If we click on David Bowie’s Conversation Piece, the album screen tells us that this is an early years box set featuring recordings that immediately predated Bowie’s 1969 hit single “Space Oddity”. Look carefully down the side of the tracklist and we see another new Roon info panel: ‘Recommended For You’, which in my case displays albums from Echo & The Bunnymen (which I know) but also Common Holly, Allen Stone and Fenella (which I don’t). New music discovery is only two clicks away.

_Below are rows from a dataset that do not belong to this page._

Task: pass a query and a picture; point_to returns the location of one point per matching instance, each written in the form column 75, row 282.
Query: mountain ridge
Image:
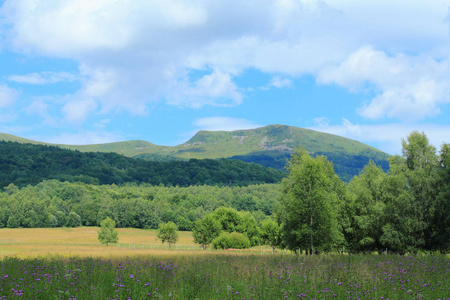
column 270, row 146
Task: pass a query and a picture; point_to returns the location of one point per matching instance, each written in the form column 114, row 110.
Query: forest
column 24, row 164
column 406, row 209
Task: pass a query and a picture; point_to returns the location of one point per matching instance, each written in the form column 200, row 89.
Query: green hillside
column 274, row 138
column 28, row 164
column 269, row 146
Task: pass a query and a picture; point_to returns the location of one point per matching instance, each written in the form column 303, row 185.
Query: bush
column 74, row 220
column 234, row 240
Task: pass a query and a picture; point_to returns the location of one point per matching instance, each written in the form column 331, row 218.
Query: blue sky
column 85, row 71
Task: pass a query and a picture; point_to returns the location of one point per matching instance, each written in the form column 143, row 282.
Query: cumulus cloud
column 224, row 123
column 76, row 111
column 216, row 89
column 7, row 96
column 43, row 78
column 132, row 53
column 409, row 88
column 84, row 138
column 386, row 137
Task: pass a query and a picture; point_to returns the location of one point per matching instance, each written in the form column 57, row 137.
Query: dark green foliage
column 270, row 233
column 139, row 206
column 345, row 165
column 23, row 164
column 108, row 234
column 234, row 240
column 73, row 220
column 309, row 204
column 205, row 230
column 168, row 232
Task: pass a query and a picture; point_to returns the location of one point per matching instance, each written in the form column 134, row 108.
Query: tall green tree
column 367, row 209
column 271, row 233
column 307, row 206
column 411, row 192
column 108, row 234
column 206, row 230
column 168, row 232
column 441, row 222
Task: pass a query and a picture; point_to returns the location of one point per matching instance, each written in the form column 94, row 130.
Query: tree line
column 52, row 203
column 406, row 209
column 24, row 164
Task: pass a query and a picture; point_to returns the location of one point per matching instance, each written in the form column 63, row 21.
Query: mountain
column 29, row 164
column 269, row 146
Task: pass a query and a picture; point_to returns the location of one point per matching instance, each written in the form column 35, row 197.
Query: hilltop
column 269, row 146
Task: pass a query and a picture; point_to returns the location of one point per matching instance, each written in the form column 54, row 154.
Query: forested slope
column 23, row 164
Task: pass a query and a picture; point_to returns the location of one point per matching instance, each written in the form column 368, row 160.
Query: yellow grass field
column 82, row 241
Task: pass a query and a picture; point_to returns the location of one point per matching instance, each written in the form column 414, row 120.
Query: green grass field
column 71, row 264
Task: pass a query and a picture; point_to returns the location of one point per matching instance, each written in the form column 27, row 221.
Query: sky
column 98, row 71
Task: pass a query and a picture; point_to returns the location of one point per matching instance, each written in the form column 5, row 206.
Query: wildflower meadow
column 227, row 276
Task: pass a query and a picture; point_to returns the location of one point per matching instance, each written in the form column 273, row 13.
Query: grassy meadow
column 70, row 263
column 82, row 241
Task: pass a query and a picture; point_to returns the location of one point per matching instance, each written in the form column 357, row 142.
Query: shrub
column 73, row 220
column 234, row 240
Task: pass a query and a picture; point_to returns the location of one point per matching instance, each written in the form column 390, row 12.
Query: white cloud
column 43, row 78
column 409, row 88
column 387, row 137
column 84, row 138
column 7, row 96
column 132, row 53
column 224, row 123
column 215, row 89
column 76, row 111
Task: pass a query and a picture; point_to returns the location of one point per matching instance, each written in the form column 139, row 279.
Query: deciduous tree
column 168, row 232
column 108, row 234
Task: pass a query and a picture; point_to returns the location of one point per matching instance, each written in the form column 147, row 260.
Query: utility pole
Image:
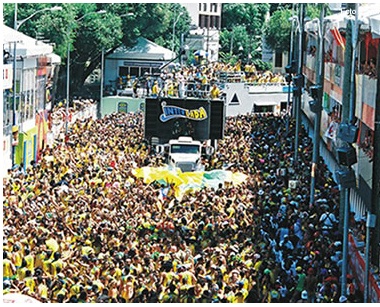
column 347, row 100
column 300, row 80
column 317, row 118
column 375, row 207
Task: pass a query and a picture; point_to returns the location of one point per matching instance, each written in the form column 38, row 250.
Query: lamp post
column 17, row 24
column 174, row 24
column 318, row 103
column 68, row 70
column 98, row 109
column 299, row 82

If we click David Bowie’s artist name instead, we are cut over to his artist page and another new feature: below Bowie’s name sits a ‘Play Now’ button. Click that and the Valence code will play songs from what it determines to be his heyday period. I clicked through Valence’s song choices, ready to reprimand it for playing anything released outside of the 1970s and it took six skips before 2002’s “Slow Burn” made an appearance (which isn’t actually that bad).
Roon v1.7’s search reportedly pulls from more metadata points than previous versions but Roon Labs also promises that 1.7’s search is much faster and more accurate to boot. Its slowness for some users has been a long-standing headache so hopefully, this updates resolves those issues.
v1.7 of the Android version of Roon Remote has seen its code reworked for reliable background playback and introduces more elegant behaviour when a phone call comes in or when a headphone jack is removed from the phone’s socket. The Android app’s signal path function will now report exactly what the Google OS is doing to sample rates. Remember the fun I had with that a few weeks ago? For Tidal and Qobuz users, there is now a drop-down to set streaming quality. And anyone running Roon ROCK – on a Nucleus or on a NUC – should expect to see significant performance enhancements.
Our final Roon v1.7 highlight is Live Radio. Not to be confused with Roon Radio, Live Radio is a side menu option that gives us one-click access to over 1000 radio station streams, some available in more than one bitrate. Roon seems to know that I’m in Berlin and lists a broad selection of local stations ahead of its main directory.
A complete list of Roon v1.7’s new features can be found here.
Roon membership is US$119 per year or US$699 for a Lifetime of access. A 14-day trial is also available.